O teatro da Serra de Montemuro desceu à planície mostrando como as agruras da montanha podem guardar uma ternura ilimitada. Amor foi o espectáculo apresentado a partir do texto homónimo do encenador Eduardo Correia que também integra o elenco do grupo.
“O Amor é como uma pequena planta silvestre que se instala atrevidamente no nosso jardim, depois vai crescendo, e levemente contagia todas as outras plantas que se deixam seduzir por todo o seu encanto e levemente vão descansar à sua sombra. Quando o sol raia nas traiçoeiras manhãs primaveris, eis que ela abre as suas pétalas e vê milhares de plantas iguais a ela, até parece que o próprio vento se rendeu ao seu encanto e cada vez que sopra ainda a torna mais bela. Quando chegam as frias chuvas do adiantado Outono ela curva – se sobre o tronco e desliza suavemente até à raiz que já está preparada para a época que se avizinha, sabendo sempre que haverá dias de sol… Quando alguém se aproxima, ela perfuma – se, ficam vaidosa sabendo que ira ser levada com carinho e depois oferecida com muito, muito amor.” No dia 14 de Fevereiro o teatro da Serra de Montemuro apresentou no Teatro Lethes o espectáculo Amor. Com um elenco de seis actores, Abel Duarte, Paulo Duarte, Daniela Vieitas, Carlos Cal, Neusa Fangueiro e Rodrigo Viterbo, o espectáculo recria um universo em que as personagens encontram o melhor de si num contexto de guerra. Com texto Eduardo Correia, que assina também a encenação, o espectáculo assenta num cenário imponente, assinado por Purvin, que tem características quase orgânicas. Transforma-se e transforma o olhar do espectador, à medida que vai evoluindo. Abre-se nas suas reentrâncias, desocultando entradas secretas que escondem casas, gavetas, túmulos, esconderijos, guaritas.

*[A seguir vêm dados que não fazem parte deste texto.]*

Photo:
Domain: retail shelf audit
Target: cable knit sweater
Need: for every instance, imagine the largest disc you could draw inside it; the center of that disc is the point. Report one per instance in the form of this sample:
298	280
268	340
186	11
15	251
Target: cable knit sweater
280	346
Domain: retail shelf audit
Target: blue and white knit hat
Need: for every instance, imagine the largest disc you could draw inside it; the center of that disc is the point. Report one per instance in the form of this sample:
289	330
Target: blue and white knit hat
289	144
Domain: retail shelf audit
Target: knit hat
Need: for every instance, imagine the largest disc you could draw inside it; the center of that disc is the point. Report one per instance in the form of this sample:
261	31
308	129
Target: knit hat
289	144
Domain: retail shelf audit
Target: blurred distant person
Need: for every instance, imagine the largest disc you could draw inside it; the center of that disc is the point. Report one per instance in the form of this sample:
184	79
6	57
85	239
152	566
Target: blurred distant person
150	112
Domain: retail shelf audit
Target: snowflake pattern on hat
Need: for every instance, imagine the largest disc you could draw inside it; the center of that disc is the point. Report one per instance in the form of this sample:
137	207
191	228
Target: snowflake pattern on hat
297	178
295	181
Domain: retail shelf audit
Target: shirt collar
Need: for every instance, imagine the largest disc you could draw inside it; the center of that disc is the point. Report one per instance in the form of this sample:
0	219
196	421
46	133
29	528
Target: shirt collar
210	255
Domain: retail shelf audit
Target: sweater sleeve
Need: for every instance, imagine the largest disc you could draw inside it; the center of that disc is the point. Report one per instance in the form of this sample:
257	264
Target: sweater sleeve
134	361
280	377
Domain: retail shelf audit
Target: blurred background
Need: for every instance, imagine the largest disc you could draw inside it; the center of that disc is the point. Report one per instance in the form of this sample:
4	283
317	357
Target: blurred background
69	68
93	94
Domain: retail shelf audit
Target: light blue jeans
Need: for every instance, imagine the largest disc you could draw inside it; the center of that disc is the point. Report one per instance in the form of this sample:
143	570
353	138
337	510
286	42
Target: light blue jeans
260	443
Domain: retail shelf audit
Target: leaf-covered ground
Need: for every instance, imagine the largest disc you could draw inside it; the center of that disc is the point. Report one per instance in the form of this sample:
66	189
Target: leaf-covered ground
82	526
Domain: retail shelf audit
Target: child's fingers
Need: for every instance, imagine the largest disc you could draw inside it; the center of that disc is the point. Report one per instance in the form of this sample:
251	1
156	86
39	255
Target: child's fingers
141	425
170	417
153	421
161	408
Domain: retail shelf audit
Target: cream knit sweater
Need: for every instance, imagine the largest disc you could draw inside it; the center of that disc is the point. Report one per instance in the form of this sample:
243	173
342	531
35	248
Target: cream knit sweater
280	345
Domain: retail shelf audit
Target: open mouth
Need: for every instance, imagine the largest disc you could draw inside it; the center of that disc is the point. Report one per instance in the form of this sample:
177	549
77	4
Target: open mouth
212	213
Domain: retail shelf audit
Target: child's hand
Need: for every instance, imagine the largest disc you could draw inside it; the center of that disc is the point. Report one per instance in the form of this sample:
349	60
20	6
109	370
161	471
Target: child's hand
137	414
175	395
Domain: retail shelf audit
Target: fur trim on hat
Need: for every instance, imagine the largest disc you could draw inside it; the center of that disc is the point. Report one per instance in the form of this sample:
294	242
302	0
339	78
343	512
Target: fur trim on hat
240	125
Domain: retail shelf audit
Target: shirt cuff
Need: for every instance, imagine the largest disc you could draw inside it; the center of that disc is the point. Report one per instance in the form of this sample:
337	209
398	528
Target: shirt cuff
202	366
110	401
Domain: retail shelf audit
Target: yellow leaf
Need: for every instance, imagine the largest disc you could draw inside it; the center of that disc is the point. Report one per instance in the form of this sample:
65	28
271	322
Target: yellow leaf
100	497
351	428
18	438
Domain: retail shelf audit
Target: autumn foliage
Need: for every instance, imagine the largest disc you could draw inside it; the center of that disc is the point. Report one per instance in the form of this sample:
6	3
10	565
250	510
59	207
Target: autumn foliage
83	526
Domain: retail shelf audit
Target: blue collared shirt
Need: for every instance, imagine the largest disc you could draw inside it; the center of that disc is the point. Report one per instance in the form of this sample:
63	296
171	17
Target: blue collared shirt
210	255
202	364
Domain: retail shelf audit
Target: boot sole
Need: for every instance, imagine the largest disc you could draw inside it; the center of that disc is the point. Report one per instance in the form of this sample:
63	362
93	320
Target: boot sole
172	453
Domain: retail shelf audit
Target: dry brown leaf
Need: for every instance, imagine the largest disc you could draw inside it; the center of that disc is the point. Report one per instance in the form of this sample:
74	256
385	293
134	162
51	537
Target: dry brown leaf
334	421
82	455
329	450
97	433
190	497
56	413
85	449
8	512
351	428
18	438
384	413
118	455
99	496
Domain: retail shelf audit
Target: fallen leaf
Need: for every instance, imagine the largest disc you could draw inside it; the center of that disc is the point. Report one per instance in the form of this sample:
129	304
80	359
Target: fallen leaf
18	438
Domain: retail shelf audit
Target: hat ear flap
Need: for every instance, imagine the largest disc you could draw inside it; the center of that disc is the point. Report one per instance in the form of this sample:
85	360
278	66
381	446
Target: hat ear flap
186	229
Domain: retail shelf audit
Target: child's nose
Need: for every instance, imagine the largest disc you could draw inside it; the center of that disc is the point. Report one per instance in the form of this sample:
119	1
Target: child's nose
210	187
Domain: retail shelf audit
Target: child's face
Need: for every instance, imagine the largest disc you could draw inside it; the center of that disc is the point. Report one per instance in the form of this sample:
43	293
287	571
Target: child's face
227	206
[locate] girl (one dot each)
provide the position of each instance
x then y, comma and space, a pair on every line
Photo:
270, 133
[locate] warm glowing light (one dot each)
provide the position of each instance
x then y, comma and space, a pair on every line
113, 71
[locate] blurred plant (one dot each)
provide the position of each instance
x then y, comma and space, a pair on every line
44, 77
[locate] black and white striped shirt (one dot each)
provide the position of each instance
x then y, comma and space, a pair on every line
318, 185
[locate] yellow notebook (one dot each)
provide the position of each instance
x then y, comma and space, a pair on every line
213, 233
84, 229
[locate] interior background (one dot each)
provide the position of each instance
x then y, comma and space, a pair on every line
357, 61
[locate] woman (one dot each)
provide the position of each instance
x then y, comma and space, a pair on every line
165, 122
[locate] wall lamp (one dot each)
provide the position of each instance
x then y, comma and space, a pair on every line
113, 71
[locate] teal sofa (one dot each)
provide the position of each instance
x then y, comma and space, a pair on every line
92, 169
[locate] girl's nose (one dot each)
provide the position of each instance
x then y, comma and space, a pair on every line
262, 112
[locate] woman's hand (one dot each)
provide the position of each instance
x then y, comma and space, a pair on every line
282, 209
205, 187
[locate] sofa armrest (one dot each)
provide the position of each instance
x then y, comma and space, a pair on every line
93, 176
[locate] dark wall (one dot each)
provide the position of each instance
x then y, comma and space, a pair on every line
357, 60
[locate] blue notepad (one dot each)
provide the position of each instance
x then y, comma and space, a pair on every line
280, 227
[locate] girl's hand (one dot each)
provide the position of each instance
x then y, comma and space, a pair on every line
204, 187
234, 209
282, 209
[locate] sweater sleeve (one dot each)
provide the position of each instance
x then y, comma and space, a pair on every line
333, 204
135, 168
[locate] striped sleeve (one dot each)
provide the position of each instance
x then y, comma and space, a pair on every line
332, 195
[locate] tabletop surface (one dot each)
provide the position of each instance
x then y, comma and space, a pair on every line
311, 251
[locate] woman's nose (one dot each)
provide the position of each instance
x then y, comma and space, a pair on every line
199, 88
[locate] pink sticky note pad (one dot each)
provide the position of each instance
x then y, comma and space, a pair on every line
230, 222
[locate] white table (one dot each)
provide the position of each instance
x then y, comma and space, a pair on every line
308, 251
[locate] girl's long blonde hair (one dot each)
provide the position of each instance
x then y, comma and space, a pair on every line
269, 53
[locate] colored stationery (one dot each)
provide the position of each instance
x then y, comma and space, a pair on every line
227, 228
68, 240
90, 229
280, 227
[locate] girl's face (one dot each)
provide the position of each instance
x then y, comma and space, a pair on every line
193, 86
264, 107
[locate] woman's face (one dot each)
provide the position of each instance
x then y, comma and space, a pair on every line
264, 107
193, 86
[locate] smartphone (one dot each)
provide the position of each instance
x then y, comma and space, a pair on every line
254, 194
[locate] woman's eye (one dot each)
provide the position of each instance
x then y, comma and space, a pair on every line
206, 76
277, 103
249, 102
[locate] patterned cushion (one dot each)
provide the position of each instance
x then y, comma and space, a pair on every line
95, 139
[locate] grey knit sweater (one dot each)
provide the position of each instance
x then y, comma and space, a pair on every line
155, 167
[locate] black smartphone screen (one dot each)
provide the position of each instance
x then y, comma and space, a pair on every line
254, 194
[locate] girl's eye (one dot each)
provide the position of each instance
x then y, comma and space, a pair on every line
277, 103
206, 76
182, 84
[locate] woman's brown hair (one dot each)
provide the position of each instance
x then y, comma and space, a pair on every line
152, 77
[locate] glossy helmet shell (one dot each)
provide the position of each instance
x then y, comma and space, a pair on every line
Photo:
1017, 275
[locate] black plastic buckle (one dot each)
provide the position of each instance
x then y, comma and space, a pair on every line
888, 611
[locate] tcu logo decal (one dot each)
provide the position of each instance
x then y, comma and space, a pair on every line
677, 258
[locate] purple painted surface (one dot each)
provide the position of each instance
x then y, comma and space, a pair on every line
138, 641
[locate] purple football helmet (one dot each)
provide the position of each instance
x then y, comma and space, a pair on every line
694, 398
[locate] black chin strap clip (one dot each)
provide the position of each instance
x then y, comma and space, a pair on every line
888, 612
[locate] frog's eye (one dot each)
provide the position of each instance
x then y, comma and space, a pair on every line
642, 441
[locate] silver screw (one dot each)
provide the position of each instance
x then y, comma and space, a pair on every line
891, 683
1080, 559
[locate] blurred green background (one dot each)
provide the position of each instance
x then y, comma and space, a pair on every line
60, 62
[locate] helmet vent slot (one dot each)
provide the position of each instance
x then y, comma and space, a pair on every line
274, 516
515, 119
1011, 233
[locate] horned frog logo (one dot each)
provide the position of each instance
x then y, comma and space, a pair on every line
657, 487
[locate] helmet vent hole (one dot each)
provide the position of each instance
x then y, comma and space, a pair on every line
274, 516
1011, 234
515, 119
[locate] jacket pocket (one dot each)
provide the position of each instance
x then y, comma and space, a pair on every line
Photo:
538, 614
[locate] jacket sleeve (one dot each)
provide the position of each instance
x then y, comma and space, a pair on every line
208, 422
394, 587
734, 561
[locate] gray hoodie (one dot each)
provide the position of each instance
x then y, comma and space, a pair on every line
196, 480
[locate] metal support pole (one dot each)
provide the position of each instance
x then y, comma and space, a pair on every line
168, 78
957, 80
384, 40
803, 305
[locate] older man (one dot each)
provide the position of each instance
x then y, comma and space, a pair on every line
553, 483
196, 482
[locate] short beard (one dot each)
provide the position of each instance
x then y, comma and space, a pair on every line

O espectáculo começa com a preparação dos soldados para o acampamento. As conversas de caserna impõem-se na noite que antecede a batalha. Os medos disfarçados, os revoltados, a submissão à autoridade, evidenciam-se nas noites em que os soldados acampam e se preparam para a guerra. A camaradagem estreita laços e o companheirismo entre dois soldados desafia a autoridade, fazendo com que eles trocassem de posição no dia de combate. A morte de um companheiro de batalha que tomou a vez do soldado cria um enorme peso na consciência e leva a que os pais, ao saberem da notícia, se deixem morrer, perdidos na serra.
O soldado sobrevivente parte em busca da família do companheiro que morreu por ele na batalha e descobre os pais do jovem desolados, que se iluminam quando o vêem. No fim da trama descobre-se que os soldados eram gémeos, separados à nascença, e que aqueles pais iriam ter a oportunidade de voltar a viver com aquele filho. Este enredo Shakespeareano um pouco enredado retirou alguma da vivacidade e da frescura do espectáculo. A duplicação de papéis, como a tia / mãe dos soldados, Interpretada por Daniela Vieitas, evidencia um trabalho da actriz empenhado e sério, que dá prazer observar. A entrega dos actores a este trabalho está bem patente e o resultado global é um trabalho equilibrado. As mudanças de cenário ajudam a manter o ritmo do espectáculo e a ultrapassar a extensão excessiva do texto.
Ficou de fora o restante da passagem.